Comparing the results of the single-buffer implementations of XMSS using WOTS$ shown in Table 1 with XMSS using \(\mathrm{WOTS}^+\) shown in Table 2, we observe that XMSS using \(\mathrm{WOTS}^+\) is around 44–49 % faster than XMSS using WOTS$.

Table 3. Results of our implementation of LDWM [13] with WOTS and XMSS [25] with \(\mathrm{WOTS}^+\) for 128-bit security against quantum computer. We use a multi-buffer (256-bit) implementation. \(\mathrm{XMSS}^\mathrm{MT}\) and GMSS with \(d=1\) correspond to XMSS and MSS, respectively.
Full size table

Since the requirements for the security of XMSS are minimal [24], one could use a smaller hash function output. Then, for the same security level, the runtime of key generation, signature generation and verification of XMSS is faster and uses smaller signature size than MSS. However, the private and public keys of XMSS are larger than MSS, because XMSS stores the bitmasks, as it can be seen on Table 3.

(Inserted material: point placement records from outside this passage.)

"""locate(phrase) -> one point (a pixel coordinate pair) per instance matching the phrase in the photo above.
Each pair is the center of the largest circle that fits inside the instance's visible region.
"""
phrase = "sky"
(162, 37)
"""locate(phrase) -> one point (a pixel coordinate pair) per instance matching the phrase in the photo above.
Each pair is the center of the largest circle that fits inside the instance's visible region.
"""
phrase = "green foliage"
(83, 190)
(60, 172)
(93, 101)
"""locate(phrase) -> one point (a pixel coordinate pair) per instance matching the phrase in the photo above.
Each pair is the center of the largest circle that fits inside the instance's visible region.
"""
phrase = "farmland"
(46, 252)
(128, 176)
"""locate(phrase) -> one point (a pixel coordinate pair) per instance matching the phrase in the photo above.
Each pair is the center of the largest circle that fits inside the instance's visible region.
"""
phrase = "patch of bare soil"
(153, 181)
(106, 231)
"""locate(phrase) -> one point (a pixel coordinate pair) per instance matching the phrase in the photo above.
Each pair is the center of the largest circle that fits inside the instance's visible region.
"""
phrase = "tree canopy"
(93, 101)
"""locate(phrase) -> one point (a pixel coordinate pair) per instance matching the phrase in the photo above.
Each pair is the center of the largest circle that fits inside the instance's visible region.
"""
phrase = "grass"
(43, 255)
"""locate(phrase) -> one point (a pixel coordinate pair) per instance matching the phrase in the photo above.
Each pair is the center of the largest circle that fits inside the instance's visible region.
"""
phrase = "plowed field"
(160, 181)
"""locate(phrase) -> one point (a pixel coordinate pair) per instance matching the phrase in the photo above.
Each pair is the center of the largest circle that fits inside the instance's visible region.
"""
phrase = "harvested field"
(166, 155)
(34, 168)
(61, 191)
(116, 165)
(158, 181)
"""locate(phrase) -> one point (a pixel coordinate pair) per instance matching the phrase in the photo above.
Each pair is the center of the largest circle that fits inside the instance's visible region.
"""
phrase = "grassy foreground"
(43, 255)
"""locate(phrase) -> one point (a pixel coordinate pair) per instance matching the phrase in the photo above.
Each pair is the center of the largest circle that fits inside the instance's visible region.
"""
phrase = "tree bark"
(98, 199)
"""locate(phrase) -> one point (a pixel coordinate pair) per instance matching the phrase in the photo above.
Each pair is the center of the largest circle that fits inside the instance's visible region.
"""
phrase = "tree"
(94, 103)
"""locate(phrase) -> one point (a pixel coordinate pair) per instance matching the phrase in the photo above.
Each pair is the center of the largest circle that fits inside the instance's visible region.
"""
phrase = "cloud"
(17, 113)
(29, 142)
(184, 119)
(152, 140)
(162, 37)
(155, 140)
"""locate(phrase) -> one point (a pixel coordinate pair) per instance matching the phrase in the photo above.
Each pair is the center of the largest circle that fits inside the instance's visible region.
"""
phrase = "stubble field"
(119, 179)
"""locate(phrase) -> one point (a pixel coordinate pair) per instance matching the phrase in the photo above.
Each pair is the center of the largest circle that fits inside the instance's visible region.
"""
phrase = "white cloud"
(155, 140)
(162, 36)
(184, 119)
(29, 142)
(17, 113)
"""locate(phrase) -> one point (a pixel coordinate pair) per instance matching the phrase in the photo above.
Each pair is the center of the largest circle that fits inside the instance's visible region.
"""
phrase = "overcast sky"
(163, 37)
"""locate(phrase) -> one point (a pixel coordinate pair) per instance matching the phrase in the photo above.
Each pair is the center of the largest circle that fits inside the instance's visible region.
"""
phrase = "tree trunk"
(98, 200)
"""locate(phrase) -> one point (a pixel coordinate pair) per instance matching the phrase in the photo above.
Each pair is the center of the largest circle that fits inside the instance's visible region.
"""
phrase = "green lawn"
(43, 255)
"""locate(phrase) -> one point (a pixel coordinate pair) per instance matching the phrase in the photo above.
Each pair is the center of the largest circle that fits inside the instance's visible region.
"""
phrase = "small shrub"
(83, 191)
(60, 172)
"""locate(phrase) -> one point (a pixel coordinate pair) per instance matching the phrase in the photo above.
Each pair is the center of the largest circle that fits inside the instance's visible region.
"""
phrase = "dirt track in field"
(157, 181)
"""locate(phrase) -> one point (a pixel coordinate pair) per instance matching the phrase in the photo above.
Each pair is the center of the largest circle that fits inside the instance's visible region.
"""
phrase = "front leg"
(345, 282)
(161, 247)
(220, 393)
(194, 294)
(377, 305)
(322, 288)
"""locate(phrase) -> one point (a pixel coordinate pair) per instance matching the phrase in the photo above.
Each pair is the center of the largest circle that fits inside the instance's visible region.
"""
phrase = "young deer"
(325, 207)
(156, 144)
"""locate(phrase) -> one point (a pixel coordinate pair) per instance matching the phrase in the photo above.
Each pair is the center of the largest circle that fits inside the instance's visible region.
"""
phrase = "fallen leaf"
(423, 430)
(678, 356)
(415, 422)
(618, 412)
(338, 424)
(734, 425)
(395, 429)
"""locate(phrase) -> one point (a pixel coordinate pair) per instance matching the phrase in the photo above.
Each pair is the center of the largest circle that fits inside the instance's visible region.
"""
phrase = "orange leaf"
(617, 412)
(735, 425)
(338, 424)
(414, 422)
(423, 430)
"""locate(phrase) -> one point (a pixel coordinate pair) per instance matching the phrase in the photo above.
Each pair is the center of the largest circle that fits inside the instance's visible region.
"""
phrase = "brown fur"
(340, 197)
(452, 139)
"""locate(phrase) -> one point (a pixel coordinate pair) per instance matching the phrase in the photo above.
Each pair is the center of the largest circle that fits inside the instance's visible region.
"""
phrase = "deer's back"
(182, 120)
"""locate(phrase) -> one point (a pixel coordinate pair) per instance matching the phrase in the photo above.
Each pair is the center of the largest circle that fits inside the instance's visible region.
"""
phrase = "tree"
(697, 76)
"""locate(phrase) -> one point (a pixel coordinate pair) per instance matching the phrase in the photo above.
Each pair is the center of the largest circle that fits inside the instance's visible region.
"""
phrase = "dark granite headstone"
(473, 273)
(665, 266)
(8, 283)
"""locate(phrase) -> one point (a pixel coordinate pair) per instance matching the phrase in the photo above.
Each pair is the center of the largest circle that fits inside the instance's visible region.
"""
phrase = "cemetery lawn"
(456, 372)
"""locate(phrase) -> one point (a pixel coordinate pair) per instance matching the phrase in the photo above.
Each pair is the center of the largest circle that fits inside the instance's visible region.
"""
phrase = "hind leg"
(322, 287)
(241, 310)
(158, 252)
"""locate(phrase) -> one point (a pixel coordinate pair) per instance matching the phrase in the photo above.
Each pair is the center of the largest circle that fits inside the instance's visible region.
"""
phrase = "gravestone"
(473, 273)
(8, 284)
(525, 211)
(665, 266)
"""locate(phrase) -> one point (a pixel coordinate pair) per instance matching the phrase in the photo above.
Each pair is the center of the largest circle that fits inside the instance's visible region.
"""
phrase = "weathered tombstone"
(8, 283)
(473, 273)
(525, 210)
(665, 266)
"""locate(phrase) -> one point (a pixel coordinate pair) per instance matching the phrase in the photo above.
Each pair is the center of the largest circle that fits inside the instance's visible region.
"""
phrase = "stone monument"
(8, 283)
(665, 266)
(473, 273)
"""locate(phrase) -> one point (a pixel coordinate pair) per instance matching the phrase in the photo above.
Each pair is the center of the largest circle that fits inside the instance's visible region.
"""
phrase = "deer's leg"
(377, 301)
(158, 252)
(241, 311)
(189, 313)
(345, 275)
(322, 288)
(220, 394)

Notice that for larger values of w, the size of the public key and signature are smaller, without a significant impact the runtime. On the other hand, by increasing the number of layers the runtime is reduced for key generation and signing; however, the runtime for verification increases because the signatures of all layers must be checked. Additionally, the size of the secret key and signature is larger, because they store information of each layer. Increasing the tree height allows to produce more signatures without impacting the performance of signing and verifying, but increasing the signature size.

7 Conclusion

In this paper, we addressed the efficient software implementation of hash-based signature schemes on an Intels Haswell processor. Our implementation benefits from the vector instruction set AVX2 and a multi-buffer implementation of the SHA2 hash function. In order to implement the GMSS and \(\mathrm{XMSS}^\mathrm{MT}\) schemes, we selected a set of parameters to maintain a balance among security level, key sizes, signature size, and running times. We achieved the same security level among the schemes implemented by using a different output hash size. For example, GMSS with SHA2-384 and \(\mathrm{XMSS}^\mathrm{MT}\) with SHA2-256 provide 128-bit security against quantum computers. Our performance results show that \(\mathrm{XMSS}^\mathrm{MT}\) [25] was about 40-50 % faster than GMSS [13] for key generation, signing and verification. In addition, the signature size of \(\mathrm{XMSS}^\mathrm{MT}\) is smaller than GMSS, but the public and private key of GMSS are shorter than \(\mathrm{XMSS}^\mathrm{MT}\).

Finally, with the advent of a hardware implementation of SHA2 on modern processors (Intel Skylake processor [28]), the performance of key generation, signing and verification of hash-based schemes will be even improved.